Não é uma história que segue certas fórmulas que encontramos na maioria das histórias de fantasia ou FC e isso tem implicações positivas e negativas. Do lado positivo, temos algumas supresas e complicações que surgem ao longo da leitura. Do lado negativo, é possível perceber algumas incoerências entre a própria proposta de funcionamento do mundo fictício e a forma que a trama se desenvolve. Em alguns momentos, chegando a beirar a suspensão de descrença, aquela atitude que temos diante de uma obra de ficção de saber que é “faz de conta”, mas ainda assim se permitir acreditar na ficção em prol do divertimento, ou mesmo, de se identificar com personagens, situações e questões e querer saber o que vai acontecer.
Pois bem, do meio para o final, a trama vai se tornando mais interessante chegando a um desfecho satisfatório.
Outro aspecto que podemos analisar na obra é o seu lastro de brasilidade. Isso não chega a ser a questão mais importante considerando qualquer obra de ficção escrita por brasileiros. Uma boa história é sempre boa história, usando elementos da cultura brasileira ou não. Mas sabemos que muitos leitores buscam por isso. E neste quesito, Viajantes do Abismo cumpre bem a introdução de elementos regionais, como o coronelismo, população desassistida em relação ao estado, políticos desconectados das necessidades da população, viseira em relação a problemas ecológicos/climáticos, polarização na política, uso da linguagem para criar topônimos e termos fictícios dentro da sonoridade lusófona, etc.
É um texto ambicioso em relação à complexidade que dá à trama e relacionamento entre os personagens, envolvendo várias camadas: pessoal, política e ambiental, mas que, talvez pelo tamanho da obra, ou pela estratégia usada para estruturar e amarrar tantos elementos, termina deixando algumas pontas soltas. E deixar pontas soltas, não é necessariamente algo ruim. Nesse sentido, a autora usou o artifício de um segundo epílogo (cena pós-créditos) que funciona muito bem para fechar a história de uma forma bem mais satisfatória que o primeiro epílogo.

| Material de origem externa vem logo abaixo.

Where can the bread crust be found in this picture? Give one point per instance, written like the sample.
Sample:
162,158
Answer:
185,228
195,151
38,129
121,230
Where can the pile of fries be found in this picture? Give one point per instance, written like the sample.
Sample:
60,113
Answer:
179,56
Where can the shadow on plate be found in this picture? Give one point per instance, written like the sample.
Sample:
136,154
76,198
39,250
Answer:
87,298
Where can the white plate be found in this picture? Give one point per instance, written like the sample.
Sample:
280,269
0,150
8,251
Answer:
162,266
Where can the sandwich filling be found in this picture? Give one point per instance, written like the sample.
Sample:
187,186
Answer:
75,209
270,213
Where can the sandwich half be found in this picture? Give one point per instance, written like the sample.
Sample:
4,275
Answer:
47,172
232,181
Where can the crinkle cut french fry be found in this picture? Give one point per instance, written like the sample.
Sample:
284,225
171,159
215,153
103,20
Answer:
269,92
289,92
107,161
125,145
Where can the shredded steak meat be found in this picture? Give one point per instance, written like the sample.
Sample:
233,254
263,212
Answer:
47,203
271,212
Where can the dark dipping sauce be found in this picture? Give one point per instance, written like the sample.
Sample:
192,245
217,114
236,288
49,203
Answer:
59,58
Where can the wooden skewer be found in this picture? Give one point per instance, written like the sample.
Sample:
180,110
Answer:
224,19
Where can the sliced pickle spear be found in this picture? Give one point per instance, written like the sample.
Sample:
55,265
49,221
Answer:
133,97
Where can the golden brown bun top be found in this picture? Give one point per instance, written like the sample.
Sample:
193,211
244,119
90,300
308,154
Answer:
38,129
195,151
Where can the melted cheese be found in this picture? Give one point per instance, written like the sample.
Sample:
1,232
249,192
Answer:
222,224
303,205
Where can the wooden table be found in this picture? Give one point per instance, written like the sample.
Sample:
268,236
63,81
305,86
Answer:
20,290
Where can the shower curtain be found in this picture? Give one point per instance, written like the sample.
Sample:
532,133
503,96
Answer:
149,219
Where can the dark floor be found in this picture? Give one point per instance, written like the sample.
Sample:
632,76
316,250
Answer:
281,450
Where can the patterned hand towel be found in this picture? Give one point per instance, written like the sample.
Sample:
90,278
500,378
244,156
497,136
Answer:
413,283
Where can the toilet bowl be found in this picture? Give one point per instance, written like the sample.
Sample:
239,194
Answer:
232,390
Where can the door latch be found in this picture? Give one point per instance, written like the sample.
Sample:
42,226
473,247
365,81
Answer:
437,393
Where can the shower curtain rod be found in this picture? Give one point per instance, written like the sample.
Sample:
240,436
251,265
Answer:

Não é uma obra perfeita ou “redondinha”, mas que certamente vale ser lida, especialmente pelos amantes da fantasia e FC que procuram livros que expressem suas questões dentro do referencial tupiniquim. Além do mais, talvez o principal ponto forte da obra, tenha sido a capacidade de introduzir na trama um conflito ambiental que nos faz pensar bastante no quanto nós mesmos como humanidade ficamos divididos por conflitos políticos “banais”, ou levados pelo escapismo, enquanto o futuro de nosso planeta está por um fio. Estamos também indo para o Abismo?